Disrupted food supplies arising from the Russia-Ukraine war mean that Africa now faces a shortage of at least 30 million metric tons of food, especially wheat, maize, and soybeans imported from both countries.
The African Emergency Food Production Facility will provide 20 million African smallholder farmers with certified seeds. It will also increase access to agricultural fertilisers and enable smallholders to rapidly produce 38 million tons of food. This would be a USD 12 billion increase in food production in just two years, according to AfDB.
The African Emergency Food Production Facility has benefited from stakeholder consultations, including those with fertiliser producers and separately with African Union agriculture and finance ministers earlier this month. The ministers agreed to implement reforms to address the systemic hurdles that prevent modern input markets from performing effectively.
High prices for staple foods coupled with fertiliser shortages
The price of wheat has soared in Africa by over 45 per cent since the war in Ukraine began. Fertiliser prices have gone up by 300 per cent, and the continent faces a fertiliser shortage of 2 million metric tons. Many African countries have already seen price hikes in bread and other food items. If this deficit is not made up for, food production in Africa will decline by at least 20 per cent and the continent could lose over USD 11 billion in food production value, AfDB warns.
The AfDB’s USD 1.5 billion strategy will lead to the production of 11 million tons of wheat, 18 million tons of maize, 6 million tons of rice, and 2.5 million tons of soybeans.
AfdB will provide fertiliser to smallholder farmers across Africa over the next four farming seasons, using its convening influence with major fertiliser manufacturers, loan guarantees, and other financial instruments.
The Facility will also create a platform to advocate for critical policy reforms that will solve the structural issues impeding farmers from receiving modern inputs. This includes strengthening national institutions overseeing input markets.
Working with multilateral development partners
The Facility has a structure for working with multilateral development partners. This will ensure rapid alignment and implementation, enhanced reach, and effective impact. It will increase technical preparedness and responsiveness. In addition, it includes short, medium and long-term measures to address both the urgent food crisis and the long-term sustainability and resilience of Africa’s food systems.
A five-year ramp-up phase will follow the two-year African Emergency Food Production Facility. This will build on previous gains, strengthen self-sufficiency in wheat, maize and other staple crops, as well as expanding access to agricultural fertilisers.
The five-year phase will deliver seeds and inputs to 40 million farmers under the Technologies for African Agricultural Transformation programme.

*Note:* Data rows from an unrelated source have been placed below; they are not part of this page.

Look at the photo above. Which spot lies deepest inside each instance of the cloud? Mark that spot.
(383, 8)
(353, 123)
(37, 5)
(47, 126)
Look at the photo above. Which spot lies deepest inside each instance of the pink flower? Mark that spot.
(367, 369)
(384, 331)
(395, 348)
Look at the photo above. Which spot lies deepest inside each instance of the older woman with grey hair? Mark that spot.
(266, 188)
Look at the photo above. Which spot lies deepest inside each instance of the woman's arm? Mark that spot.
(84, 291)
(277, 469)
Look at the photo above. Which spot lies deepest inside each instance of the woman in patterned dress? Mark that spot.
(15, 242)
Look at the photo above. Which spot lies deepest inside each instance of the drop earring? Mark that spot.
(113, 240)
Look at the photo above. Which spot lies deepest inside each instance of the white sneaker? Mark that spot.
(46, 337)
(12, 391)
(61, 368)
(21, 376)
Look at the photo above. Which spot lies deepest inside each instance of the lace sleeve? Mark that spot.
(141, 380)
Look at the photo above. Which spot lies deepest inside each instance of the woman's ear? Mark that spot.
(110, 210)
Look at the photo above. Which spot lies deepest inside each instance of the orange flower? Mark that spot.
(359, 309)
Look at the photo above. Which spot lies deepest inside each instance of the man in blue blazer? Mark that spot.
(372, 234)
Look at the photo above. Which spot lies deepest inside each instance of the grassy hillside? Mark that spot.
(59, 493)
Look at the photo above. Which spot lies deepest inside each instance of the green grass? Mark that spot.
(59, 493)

The Global Alliance for Food Security spearheaded by the Government of Germany provides an excellent forum for the African Emergency Food Program Facility, which is part of a coordinated and collective effort by development partners and countries to accelerate food production in the short term while remaining focused on medium- and longer-term actions to build resilience.

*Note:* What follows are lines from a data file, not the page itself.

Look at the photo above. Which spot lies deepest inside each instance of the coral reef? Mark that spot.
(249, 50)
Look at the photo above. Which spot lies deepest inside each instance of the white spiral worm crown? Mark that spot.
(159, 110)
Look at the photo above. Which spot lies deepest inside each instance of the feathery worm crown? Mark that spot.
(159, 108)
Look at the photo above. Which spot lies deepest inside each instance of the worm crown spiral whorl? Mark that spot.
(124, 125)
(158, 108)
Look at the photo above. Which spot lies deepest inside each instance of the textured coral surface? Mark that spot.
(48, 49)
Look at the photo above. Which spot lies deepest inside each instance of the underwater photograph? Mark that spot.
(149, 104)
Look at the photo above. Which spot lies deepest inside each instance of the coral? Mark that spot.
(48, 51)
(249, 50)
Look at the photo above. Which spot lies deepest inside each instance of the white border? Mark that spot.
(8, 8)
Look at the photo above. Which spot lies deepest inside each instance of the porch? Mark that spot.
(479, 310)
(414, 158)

For the Food and Agriculture Resilience Mission (FARM) supported by the Government of France, the African Development Bank (AfDB) is partnering with IFAD and has agreed to be part of the coordination team and steering committee of FARM. The African Emergency Food Program Facility lays out the foundation for and complements FARM activities, aiming to strengthen local production systems in Africa and reduce food loss to support development of sustainable and resilient food systems.